The Irish Terrier is one of the most famous Irish dog breeds. They are known for their working ability as well as their great companionship. Their original purpose was to be a watchdog in the Irish farms, and they were in charge of vermin control in Irish stables as well as farms in general.
Like many other working terriers, the Irish Terrier also has high energy levels that require daily activity to be properly spent. This characteristic makes them best suited for people who own ranches, farms, or houses with large, fenced yards.
If you live in an apartment, make sure that your Irish Terrier doesn’t spend too much time on their own and that you provide them with plenty of exercise and room to move around. If those needs are not provided for, they have a tendency, as all terriers do, to develop problematic and destructive behavior.
However, if all their physical needs are met, you will have the most loving and affectionate companion you can imagine.
16-20 in (41-51 cm)
25-27 lb (11-13 kg)
Dog Breed Characteristics
This is a high-energy dog that requires daily activity to spend his energy. Irish Terriers will enjoy all the fun activities such as long walks, hiking, canine sports, or just playing with their owner. To make this dog happy, you will have to devote your time to playing sessions if you don't want him to develop behavior problems.
In fact, they will become bored and destructive if they don't spend all their energy outside.
These dogs are generally affectionate towards people of their own family but are not the most trustworthy towards strangers they haven’t met before. If you combine these two characteristics, the result is a great watchdog. The Irish Terrier especially love children and has plenty of energy to follow and play with them without getting exhausted.
However, no matter what breed is in question or how well the dog has been trained, children and dogs should never play without supervision.
The Irish Terrier has a nickname, and it is “Daredevil.” It is a nickname that suits them pretty well as they are not the most tolerant towards other dogs. They can be aggressive and dominant, especially towards dogs of the same sex.
They are brave, fearless, and can be stubborn, which means they will pick a fight with much stronger and bigger dogs. It is not uncommon for dogs to get in a fight but it usually ends up when one dog backs down. The problem with Irish Terriers is that they never back down and will continue to fight despite suffering or inflicting serious damage and injuries.
They were bred to control vermin and keep watch over Irish farms, so it is no wonder they have a strong prey drive. They can learn to get along with other pets in the household but shouldn’t be trusted around smaller animals like ferrets, gerbils, or guinea pigs.
These dogs are light shedders and only shed somewhat heavier during the shedding season. They have a hard, wiry coat that grows close together. Their coat was meant to protect them from getting wet or from the rain while they were working. Some owners decide to clip their coats so the grooming takes even less effort.
The rest is basic care. Trim their nails if they do not wear them out naturally, and brush their teeth at least three times per week so you prevent bacteria and tartar buildup.
The Irish Terrier is generally considered a healthy breed, but they are prone to health issues and concerns like any other dog breed. These dogs have an average lifespan of 13-15 years.
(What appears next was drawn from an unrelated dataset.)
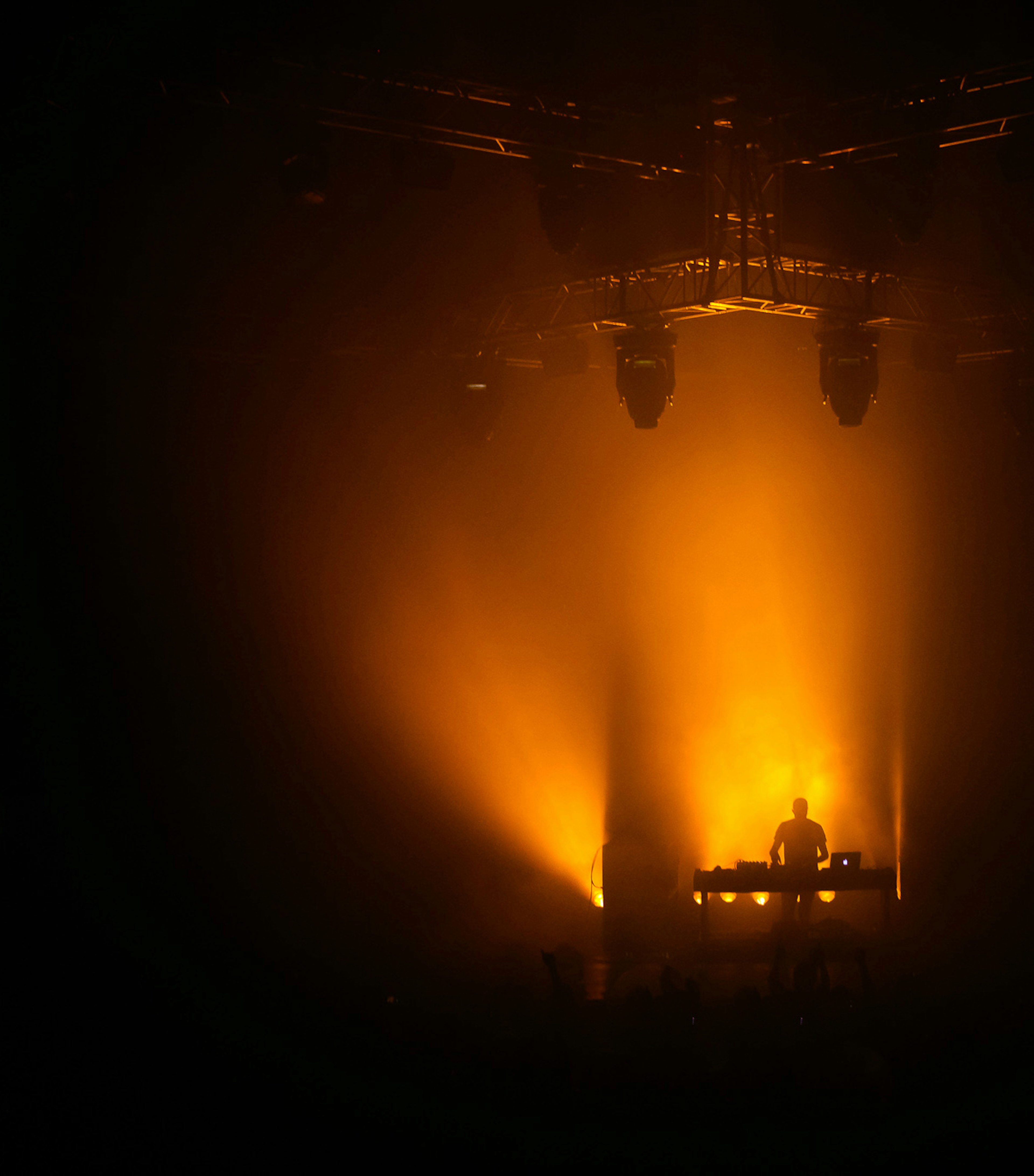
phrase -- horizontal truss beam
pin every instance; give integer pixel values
(804, 289)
When getting any breed, the breeder must show you the health tests that they have done for their breeding dogs. Dogs must be adequately tested because taking a chance and hoping that the puppy’s parents are healthy is a risk no one should ever take. Only healthy dogs should be bred because that is the only way to ensure that bloodlines will remain healthy and without any problems. Health problems associated with this breed are;
- Hypothyroidism - A health problem caused by the hyperproduction of hormones from the thyroid gland.
- Hip dysplasia - Genetic problem affecting hips resulting from an improperly formed hip joint.
- Elbow Dysplasia - Usually, it affects large breeds and is caused by uneven growth of three bones making a dog’s elbow.
- Von Willebrand's Disease - A problem with blood clotting can affect humans and dogs.
If this breed is a good fit for you and/or your family, make sure that you find a registered and reputable Irish Terrier breeder that can provide you with a great dog that will be physically and mentally healthy. Ask the breeder to show you the health certificates of his breeding dogs and if you can, try and see what the puppy’s parents look like.
Buying a dog from a responsible breeder will cost you more money, but you can be sure you will get a healthy puppy. If you cannot buy a dog, we advise you to search for local animal shelters because there is a chance you can find an Irish Terrier dog in it.
When you bring your new puppy home, start with the training and socialization immediately. By doing so, you will end up with a well-behaved dog whom you can trust.
World Dog Finder team
Irish terriers originate from rural Ireland, and they were all-purpose farm dogs. They were used as watchdogs, flock guardians, and hunting companions. Irish Terriers developed in the breed as we know it today in the 1870s and they were officially recognized by the American Kennel Club in 1885.